Why shouldn’t you trust your money to a broker or agent who claims to be able to successfully pick winning stocks or funds?

Let’s say you have $100,000 to invest. An investment manager – a mutual fund manager, stock broker or private account manager – will offer, for a fee, to manage your money. That’s active professional investment management. The typical fee for this management is 1 percent of the account’s balance per year, but this rate can vary widely and often runs up to 1.5 to 2 percent. Mutual fund managers typically take their fee daily, while private money manager usually bill quarterly.

Why would you agree to pay? What are you paying for? Going down this path requires that you pay, without regard to results. On a $100,000 balance, at 1 percent, you’re agreeing to pay $1,000 per year, period. For what? The manager will say it’s for “professional management”, but there is no universal definition for professional management. The fact is that you’re agreeing to pay for something without any real knowledge about what you’ll get in return. You’re making an expensive bet, and like all bets, you shouldn’t make it unless you know its odds.

You have the option of investing in the market its self through index funds, like the funds offered in your TSP account. My aggressive advocacy for the TSP over past fifteen, or so, years is largely based upon its use of index funds. Index funds give you lowest cost access to the investment risk and return of the entire investment market, or any sub-market you might want, in a single security. In the TSP, you can invest in the stock and bond markets, easily and almost for free. If the S&P 500 index of stocks goes up by 10 percent next year, your C Fund shares will increase in value by that same 10 percent, less the tiny 0.05 percent they bear. You’ll realize a 9.95 percent return. If, instead, you invest in that same market and pay 1 percent in management fees, your realized return will drop to 9.0 percent, a decrease of nearly 9.5 percent compared to the C Fund. The extra 0.95 percent fee you pay for active investment management – stock picking and timing – becomes a hurdle that must be overcome by the manager just to break even with the C Fund. You will lose money by paying for active investment management unless the manager is successful enough to make it over the cost hurdle.

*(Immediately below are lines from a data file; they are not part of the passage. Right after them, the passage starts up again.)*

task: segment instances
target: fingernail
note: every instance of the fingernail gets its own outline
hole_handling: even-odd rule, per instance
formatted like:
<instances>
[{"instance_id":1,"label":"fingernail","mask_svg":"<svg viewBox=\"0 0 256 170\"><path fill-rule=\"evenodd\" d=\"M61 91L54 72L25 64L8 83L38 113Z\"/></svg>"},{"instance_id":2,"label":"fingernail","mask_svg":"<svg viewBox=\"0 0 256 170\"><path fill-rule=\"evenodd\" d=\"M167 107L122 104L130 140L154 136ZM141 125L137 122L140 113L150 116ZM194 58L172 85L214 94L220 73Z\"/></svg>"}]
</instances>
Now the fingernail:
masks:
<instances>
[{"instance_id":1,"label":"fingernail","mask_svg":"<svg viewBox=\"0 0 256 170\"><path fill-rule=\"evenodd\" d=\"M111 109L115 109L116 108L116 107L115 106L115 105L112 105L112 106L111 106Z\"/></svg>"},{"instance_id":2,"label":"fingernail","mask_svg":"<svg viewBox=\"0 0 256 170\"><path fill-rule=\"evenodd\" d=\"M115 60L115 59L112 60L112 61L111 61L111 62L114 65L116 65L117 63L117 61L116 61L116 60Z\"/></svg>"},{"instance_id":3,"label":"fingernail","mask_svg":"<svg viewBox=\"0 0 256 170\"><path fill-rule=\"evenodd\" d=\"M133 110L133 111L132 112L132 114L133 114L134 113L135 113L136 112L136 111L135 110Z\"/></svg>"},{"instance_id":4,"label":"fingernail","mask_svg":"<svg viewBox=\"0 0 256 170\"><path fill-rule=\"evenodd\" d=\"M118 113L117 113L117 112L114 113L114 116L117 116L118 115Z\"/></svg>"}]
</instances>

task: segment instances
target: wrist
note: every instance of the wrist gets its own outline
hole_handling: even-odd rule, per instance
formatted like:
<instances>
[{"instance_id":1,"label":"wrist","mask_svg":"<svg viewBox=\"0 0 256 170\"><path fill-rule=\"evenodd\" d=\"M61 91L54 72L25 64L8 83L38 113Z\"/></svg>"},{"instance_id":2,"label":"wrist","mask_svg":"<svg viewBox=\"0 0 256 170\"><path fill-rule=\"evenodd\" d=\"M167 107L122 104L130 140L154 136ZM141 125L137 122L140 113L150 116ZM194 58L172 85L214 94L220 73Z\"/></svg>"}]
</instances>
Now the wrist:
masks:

The cost of active professional investment management is 100 percent certain. You will pay,
regardless of the manager’s performance. But, what are the odds of the bet paying off – the
odds that the manager will produce enough return, above what the market produces on its own,to overcome the fee you’ve paid? It’s hard to say. The investment management business is frustratingly opaque and verified long-term track records are rare. What is there, however, isn’t inspiring. Charles D. Ellis, a leading institutional investing consultant, and author of “Winning the Loser’s Game”, research the track record for mutual fund managers and found that 60 percent failed to clear the hurdle in any given year, 70 percent failed over 10 years, and 80 percent failed over 20 years. He found that before accounting for cost of fees, active professional management is about as likely to lag the market as to beat it. Why is this? Why can’t the best minds in the investing world, with the best resources and access to information and analysis reliably beat the market? The answer is actually fairly simple, and the results just what we should expect.

Investing is a zero-sum game. Take the S&P 500 index tracked by the C Fund as an example. That market for the stocks of 500 leading U. S. based corporations will produce some return over the coming 12 months. You can own very nearly all of this return by investing in the C Fund. And, this return is the aggregate return for all of the investments in this market. The market is the investors. And, like a poker game, every dollar made by one investor is a dollar taken from another. If the S&P 500 produces a 10 percent return for the year, that’s the average return all the investments made in that market during the year. For every investor who makes more than 10 percent, there must be another who makes less. For everyone who beats the market, there must be someone who lags it. The investment markets are a competitive game for profits that is dominated by professional institutional investment managers. For any of these managers to consistently win the game, year after year, they would have to corner the market on some special skill or resource. They would need to be, in effect, the best player in the game.

Among the large institutional investment managers, the playing field is remarkably level. This is because there is plenty of talent available and the market for this talent efficiently spreads it around. Every year, there will be winners who beat the market average, and losers who lag it. Accurately predicting who will win or lose, and when, is impossible, and in the end it’s up to chance. Over 20 years, any professional manager will win some years and lose some. In the end, the wins and losses will tend to even out and a good manager’s performance will likely wind up matching the market’s average, before costs and fees.

After costs and fees, all portfolios are more likely to lag the market than to beat, or even match it. The expected return for any portfolio, managed or index, is the market’s return for the period, minus the costs and fees. So, the smart bet is on the investment portfolio with the lowest cost, and on this measure the TSP can’t be beaten.